In law, similarly, it is rare that an abstract concept is typically
defined by reference to a particular document -- an act or regulation.
The Act is the the unit of information, it has (as invoices do) references
to others, but it has well-defined bounds, and provenance and
metadata. [1]

Many systems are built so that the documents while they get big
they are constrained not to be massive, as they are the units of
transport and everything is hunky-dory.

So in these systems, it isn't a question of the server having to 
guess what information to send. It is the publisher, it knows
what information goes in a document.  It publishes
various documents, some about similar things, and when people
quote a URI they quote it to another person knowing what sort of info it will return.
So will I say "Hi, I am <http://www.3.org/People/Berners-Lee/card#i>"
I am using an identifier which specifically refers to me as on my business card.
That's useful.   One way of looking at it is that there  document-based system has
been defined, and the design of that system determines what
goes into a document, what the server sends, and what the client expects.

2.

There is another architecture where there is no concept of a document.
When in the semantic web we have aggregated 
large amounts of data and you are running a query service behind which there is
a large aggregation of data, and all manner of shapes of graphs.
We find there is no typical size of node, in fact precisely the whole graph becomes scale free.
There is no natural division of the data into documents.
In these the operation of a GET on an item is not so well defined.

Indeed, you ask, rightly, how should the server know what information to 
send if I ask not for a document, but for a node?
In these systems it is natural to not use a hash, after all, there is no document,
and so no document URI.
In these systems we currently use 303.  (I wish we had a 209 or something as 303 is a terrible
waste of roundtrips). Of course one can access thee things using SPARQL, which resolves the question.
but suppose a client doesn't know a lot about the graph, and just wants to ask 
about the item itself?

In these systems, though, problem that the server doesn't know what to send has not 
gone away, it has reappeared in a different form. The server,looking at a random
node in a random graph, has to guess what the clients wants to know.
This is the same as the SPARQL DESCRIBE problem of course.
In fact, in many cases, giving the client the immediate arcs but recursively
including those on unidentified bnodes will actually result in a graph of reasonable size.
My favorite describe algorithm. 
But you probably want to have a limit on that in a real system containing arbitrary graphs.

Now technically on the web, you 
can use hash URIs fine here, where they are of the form  /id13498579#it
and the document /id13498579 contains the data just about id13498579#it

So there is a virtual document, the result of doing
a SPARQL DESCRIBE id13498579#it query, whose URI is  /id13498579 .
This is actually useful as even if the server doesn't have a document concept,
other people do and someone can annotate it to say whether they trust it, etc.
I assume the only issue with that is it looks ugly. 

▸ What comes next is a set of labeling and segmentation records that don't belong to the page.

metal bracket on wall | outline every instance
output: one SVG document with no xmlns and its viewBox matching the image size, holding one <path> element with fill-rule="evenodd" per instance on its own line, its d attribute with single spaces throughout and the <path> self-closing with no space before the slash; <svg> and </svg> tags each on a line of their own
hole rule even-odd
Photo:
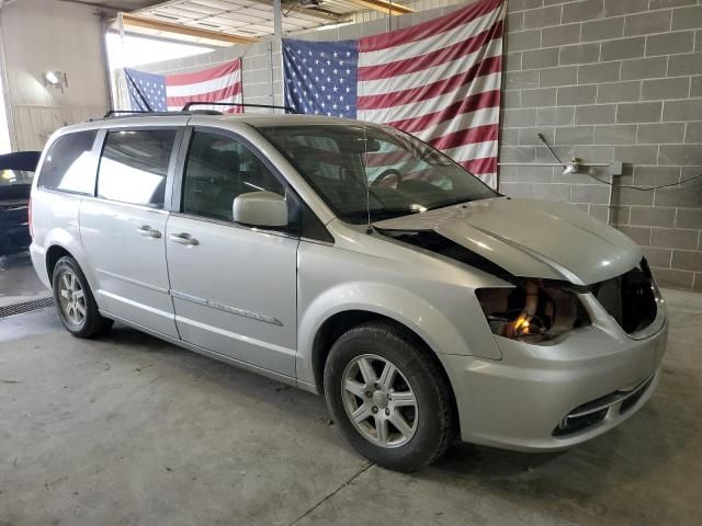
<svg viewBox="0 0 702 526">
<path fill-rule="evenodd" d="M 545 167 L 545 168 L 565 168 L 559 162 L 498 162 L 498 167 Z M 624 163 L 620 161 L 615 162 L 580 162 L 578 168 L 609 168 L 608 175 L 610 176 L 609 183 L 609 196 L 607 199 L 607 224 L 612 224 L 612 207 L 614 201 L 614 178 L 622 175 Z M 565 173 L 565 172 L 564 172 Z M 577 173 L 577 172 L 570 172 Z M 597 179 L 597 178 L 596 178 Z M 599 179 L 598 179 L 599 181 Z M 600 181 L 602 182 L 602 181 Z"/>
</svg>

So *my* summary of why people don't like hash URIs would be that while 
for the first sort of system they seem natural, for the second they look ugly. 
  Which is not an insignificant issue!! It makes code which generates them more complicated.  It makes it more difficult for people to remember, and so on.



> If you're storing data for that URI in a database you have to key it against the hashless version of the URI along with all other URIs that share that hashless part.

No, you can just generate the hash uri of the form table6/id-821374#it where the #it is a
constant addition. You don't have to store the relationship in your table.
 

> Also the server can't log accesses to the full URI which means you don't get accurate analytics.
> 

With the #it method above it can as there is a 1-1 correspondence.

> 3) You can't use HTTP headers or status codes to refer to a hash URI. For example you can't 404 a hash URI or redirect it.

With the #it method above it can as there is a 1-1 correspondence.
> 
> 4) The role of the fragment is changing in modern web development practice. Its becoming a bearer of state and/or part of the interaction architecture of an application. See #! URLs or javascript techniques for tabbed pages.

The fact that people are building on the fragid in one way doesn't mean we shouldn't 
also build on it in this way.

> 
> Ian
> 


Tim

[1] "The residential status of a person is decided under two different Acts, one under Income Tax Act, 1961, ( I.T. Act) and another under Foreign Exchange Regulation Act, 1973 (FERA). The concept of Non-Resident under FERA is different as compared to that under Income Tax Act. Under Income Tax Act, the residential status of a person is determined on the basis of number of days he stays in India whereas under FERA, it is the intention of a person to be in India or outside India would be an important factor determining his residential status." - http://www.vakilno1.com/nri/taxation/definitions.htm
Received on Friday, 2 September 2011 19:41:41 UTC